African leaders on Monday gathered at the Olusegun Obasanjo Presidential Library (OOPL) for a high-level dialogue on the challenges facing democracy in West Africa.
The two-day dialogue, which was declared open by Vice President Yemi Osinbajo, was also attended by former President Goodluck Jonathan.
The duo of Osinbajo and Jonathan were received by former President Olusegun Obasanjo, who hosted other leaders of the continent.
The event was put together by the Coalition for Dialogue on Africa (CoDA), an organisation chaired by Obasanjo himself.
Others at the event included former President of Sierra Leone, Ernest Bai Koroma and Prof. Abdoulaye Bathily, Governor Dapo Abiodun of Ogun State and others.
It was reported that journalists were barred from covering the main dialogue as the few who were allowed to cover the opening ceremony were later asked to step out.
Many had speculated that the invitation of Osinbajo by Obasanjo to declare the programme open may not be unconnected with his rumoured 2023 presidential ambition.
Some supporters of the Vice President had mobilised to OOPL venue of the event, carrying banners to declare their support for Osinbajo, especially to plead with him to declare his ambition as early as possible.

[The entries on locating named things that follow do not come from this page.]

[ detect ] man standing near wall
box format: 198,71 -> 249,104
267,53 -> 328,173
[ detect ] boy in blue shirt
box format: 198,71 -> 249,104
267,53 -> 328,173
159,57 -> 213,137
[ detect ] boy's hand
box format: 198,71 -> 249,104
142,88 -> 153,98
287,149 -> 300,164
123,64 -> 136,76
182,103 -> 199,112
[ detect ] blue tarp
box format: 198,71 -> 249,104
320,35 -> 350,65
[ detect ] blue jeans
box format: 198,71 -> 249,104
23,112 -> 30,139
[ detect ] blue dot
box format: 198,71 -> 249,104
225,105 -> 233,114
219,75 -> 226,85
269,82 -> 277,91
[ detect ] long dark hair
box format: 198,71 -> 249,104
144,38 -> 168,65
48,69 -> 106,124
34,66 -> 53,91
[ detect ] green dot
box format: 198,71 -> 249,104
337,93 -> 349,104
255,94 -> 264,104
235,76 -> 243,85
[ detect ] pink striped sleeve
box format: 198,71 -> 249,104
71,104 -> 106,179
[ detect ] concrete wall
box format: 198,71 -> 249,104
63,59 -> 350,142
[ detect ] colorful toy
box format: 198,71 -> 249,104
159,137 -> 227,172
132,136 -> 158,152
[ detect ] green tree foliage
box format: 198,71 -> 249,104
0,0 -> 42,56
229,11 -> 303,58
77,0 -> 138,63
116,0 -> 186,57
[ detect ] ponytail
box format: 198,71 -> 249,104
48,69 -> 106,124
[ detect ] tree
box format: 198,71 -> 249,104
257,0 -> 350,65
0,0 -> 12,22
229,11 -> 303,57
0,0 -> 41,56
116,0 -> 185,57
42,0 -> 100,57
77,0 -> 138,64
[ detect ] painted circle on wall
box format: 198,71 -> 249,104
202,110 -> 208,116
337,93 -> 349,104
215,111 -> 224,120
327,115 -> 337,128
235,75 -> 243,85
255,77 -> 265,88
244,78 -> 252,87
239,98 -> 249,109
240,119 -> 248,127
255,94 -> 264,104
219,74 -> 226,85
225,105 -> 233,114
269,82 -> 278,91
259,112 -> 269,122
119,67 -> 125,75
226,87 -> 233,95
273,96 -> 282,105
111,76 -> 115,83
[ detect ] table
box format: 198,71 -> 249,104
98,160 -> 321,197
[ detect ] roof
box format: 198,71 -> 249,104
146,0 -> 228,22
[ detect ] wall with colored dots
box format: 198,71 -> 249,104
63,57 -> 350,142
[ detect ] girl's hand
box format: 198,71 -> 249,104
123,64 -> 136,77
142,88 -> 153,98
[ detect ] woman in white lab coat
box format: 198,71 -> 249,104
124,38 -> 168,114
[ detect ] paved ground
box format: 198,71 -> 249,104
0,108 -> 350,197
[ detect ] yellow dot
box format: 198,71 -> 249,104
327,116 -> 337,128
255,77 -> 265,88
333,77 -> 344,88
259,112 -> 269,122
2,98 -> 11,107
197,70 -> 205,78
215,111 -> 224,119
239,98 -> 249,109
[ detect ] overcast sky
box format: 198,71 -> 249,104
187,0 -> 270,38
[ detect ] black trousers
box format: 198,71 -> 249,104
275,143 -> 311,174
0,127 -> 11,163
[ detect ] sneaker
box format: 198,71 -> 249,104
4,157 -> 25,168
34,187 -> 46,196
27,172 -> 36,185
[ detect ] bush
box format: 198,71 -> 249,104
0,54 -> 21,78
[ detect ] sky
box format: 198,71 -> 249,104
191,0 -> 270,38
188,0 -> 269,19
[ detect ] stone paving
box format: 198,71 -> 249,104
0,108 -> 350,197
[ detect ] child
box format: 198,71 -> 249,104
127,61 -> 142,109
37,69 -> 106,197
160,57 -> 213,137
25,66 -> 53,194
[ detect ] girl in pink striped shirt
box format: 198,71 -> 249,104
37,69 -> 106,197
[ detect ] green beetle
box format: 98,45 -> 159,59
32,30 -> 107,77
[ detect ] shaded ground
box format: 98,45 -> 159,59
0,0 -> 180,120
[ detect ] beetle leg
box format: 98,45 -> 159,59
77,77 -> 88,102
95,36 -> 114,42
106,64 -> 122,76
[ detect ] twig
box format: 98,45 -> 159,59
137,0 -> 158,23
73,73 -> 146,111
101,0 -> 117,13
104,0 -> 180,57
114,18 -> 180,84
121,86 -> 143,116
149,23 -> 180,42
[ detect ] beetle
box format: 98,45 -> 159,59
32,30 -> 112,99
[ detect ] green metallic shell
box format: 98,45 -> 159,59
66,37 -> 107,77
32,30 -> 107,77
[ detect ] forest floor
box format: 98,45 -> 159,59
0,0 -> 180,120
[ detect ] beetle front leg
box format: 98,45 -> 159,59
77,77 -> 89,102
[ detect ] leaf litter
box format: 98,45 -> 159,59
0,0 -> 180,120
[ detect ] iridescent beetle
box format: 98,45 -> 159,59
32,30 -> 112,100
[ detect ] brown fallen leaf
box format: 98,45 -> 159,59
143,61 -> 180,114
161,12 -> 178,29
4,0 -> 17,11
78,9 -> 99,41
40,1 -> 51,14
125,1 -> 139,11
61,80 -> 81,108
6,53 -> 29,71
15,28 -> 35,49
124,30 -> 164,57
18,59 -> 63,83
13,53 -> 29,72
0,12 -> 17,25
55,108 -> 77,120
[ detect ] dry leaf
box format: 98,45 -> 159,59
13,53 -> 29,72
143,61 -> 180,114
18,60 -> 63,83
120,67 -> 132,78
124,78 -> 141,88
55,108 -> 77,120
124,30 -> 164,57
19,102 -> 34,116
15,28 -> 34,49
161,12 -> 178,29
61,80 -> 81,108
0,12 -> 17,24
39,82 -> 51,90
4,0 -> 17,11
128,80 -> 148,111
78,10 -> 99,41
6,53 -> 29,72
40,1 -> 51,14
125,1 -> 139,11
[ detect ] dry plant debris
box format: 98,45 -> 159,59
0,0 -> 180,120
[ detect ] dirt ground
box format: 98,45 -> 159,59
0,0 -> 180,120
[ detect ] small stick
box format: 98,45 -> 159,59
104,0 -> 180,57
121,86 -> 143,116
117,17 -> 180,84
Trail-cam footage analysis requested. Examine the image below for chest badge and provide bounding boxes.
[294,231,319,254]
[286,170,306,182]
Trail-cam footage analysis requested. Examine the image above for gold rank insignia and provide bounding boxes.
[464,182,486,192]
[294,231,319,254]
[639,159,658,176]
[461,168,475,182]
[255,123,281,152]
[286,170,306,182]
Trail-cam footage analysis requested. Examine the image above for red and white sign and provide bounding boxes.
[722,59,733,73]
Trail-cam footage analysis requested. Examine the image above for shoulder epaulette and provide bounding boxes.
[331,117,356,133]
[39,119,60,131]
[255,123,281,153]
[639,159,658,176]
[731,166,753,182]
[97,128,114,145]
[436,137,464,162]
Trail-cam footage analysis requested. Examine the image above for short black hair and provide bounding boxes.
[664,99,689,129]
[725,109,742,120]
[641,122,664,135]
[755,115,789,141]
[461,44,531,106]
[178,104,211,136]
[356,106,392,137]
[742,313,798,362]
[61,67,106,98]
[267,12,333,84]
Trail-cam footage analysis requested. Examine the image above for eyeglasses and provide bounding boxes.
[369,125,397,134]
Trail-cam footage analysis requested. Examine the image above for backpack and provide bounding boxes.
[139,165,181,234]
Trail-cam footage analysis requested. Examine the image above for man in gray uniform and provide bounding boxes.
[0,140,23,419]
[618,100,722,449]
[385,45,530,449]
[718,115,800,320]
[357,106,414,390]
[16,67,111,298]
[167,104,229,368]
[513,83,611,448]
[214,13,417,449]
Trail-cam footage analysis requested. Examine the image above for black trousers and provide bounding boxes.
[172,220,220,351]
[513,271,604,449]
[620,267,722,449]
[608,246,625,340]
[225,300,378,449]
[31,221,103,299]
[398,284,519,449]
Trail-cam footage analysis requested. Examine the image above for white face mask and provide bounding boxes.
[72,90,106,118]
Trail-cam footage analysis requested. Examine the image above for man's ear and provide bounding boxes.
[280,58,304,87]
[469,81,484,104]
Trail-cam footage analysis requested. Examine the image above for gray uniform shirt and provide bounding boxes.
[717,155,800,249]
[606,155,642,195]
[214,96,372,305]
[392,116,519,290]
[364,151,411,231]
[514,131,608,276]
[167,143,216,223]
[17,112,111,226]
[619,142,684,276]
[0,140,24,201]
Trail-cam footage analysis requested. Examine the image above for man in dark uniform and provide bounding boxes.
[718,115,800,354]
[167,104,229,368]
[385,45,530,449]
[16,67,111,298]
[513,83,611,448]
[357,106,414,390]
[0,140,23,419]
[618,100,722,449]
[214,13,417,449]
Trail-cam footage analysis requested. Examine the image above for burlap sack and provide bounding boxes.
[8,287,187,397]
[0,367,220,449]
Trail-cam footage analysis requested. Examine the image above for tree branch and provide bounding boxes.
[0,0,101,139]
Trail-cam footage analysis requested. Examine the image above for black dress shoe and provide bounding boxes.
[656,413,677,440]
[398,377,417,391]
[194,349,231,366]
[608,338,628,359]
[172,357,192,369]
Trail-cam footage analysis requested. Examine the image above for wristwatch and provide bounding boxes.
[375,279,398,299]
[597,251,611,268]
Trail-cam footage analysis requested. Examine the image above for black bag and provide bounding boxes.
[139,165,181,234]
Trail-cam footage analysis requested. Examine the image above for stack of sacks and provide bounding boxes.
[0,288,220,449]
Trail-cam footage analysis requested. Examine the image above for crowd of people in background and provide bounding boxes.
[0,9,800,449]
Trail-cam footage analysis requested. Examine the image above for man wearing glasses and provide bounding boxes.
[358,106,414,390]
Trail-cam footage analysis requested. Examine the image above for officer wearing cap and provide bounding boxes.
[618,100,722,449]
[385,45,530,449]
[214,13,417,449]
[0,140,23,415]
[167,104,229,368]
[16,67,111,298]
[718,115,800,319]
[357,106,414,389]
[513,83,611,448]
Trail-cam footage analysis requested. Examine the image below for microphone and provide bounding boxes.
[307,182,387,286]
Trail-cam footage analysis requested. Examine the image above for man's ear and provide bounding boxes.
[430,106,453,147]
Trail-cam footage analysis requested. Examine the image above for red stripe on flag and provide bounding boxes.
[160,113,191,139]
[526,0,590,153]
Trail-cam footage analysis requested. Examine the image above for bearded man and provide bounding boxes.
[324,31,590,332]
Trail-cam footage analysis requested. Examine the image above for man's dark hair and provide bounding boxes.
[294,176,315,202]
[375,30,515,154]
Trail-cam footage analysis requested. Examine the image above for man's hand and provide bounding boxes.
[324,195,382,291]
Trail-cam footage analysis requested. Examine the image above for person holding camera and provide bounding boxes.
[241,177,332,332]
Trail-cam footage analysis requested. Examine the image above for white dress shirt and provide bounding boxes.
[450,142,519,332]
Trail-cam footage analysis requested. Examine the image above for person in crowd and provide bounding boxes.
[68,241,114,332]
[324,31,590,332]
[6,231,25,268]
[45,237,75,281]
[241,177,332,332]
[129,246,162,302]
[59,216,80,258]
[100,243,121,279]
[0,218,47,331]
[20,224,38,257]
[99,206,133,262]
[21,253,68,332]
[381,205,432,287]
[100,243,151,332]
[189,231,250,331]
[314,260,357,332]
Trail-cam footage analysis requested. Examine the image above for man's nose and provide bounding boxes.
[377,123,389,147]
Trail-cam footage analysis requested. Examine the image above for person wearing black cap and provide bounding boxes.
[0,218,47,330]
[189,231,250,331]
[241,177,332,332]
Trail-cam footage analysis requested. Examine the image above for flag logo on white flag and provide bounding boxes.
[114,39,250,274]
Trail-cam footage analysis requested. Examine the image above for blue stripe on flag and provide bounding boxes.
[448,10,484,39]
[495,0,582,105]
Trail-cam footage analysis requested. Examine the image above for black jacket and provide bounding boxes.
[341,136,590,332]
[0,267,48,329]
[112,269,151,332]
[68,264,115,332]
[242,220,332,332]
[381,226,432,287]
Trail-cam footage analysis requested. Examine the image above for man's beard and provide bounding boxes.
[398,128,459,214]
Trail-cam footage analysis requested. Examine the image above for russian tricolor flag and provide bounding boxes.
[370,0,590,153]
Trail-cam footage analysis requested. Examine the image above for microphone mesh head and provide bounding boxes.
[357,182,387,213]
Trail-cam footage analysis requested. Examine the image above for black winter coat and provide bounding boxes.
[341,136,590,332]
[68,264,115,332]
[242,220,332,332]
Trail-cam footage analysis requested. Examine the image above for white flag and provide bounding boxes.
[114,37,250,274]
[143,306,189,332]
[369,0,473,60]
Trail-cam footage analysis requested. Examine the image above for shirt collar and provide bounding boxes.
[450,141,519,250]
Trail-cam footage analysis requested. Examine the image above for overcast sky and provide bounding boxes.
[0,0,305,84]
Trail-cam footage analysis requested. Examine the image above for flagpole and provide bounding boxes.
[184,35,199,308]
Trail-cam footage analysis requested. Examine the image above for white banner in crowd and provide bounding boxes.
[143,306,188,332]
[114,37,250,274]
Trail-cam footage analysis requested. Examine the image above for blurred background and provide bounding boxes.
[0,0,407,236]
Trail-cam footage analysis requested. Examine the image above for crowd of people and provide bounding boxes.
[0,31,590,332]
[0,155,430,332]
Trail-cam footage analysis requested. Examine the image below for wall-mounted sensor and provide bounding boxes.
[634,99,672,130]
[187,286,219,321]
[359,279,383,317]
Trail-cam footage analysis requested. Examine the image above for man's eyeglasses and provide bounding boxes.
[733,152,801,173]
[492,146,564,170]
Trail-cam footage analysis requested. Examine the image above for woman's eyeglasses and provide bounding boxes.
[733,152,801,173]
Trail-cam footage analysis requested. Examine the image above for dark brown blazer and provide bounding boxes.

But, Obasanjo approached the people, telling them Osinbajo was not in the Ogun State capital for politics, but for a dialogue on Africa development.
He asked them to lower their banners, urging them not to turn the premises to a campaign ground.
While declaring the dialogue open, the African leaders expressed worries that West Africa and indeed Africa are currently going through a perilous storm following political instability in some parts of the continent.
Speaking on the theme, ‘West Africa: Rising To The Challenges of Consolidating Democratic Governance’, the leaders condemned military take over of democratically elected governments in some African countries, saying democracy in West Africa and indeed Africa requires urgent attention.
They lamented that, coup d’etat, election fraud and political violence and instability have crippled the growth of Africa, calling on military leaders to desist from truncating democracy in Africa.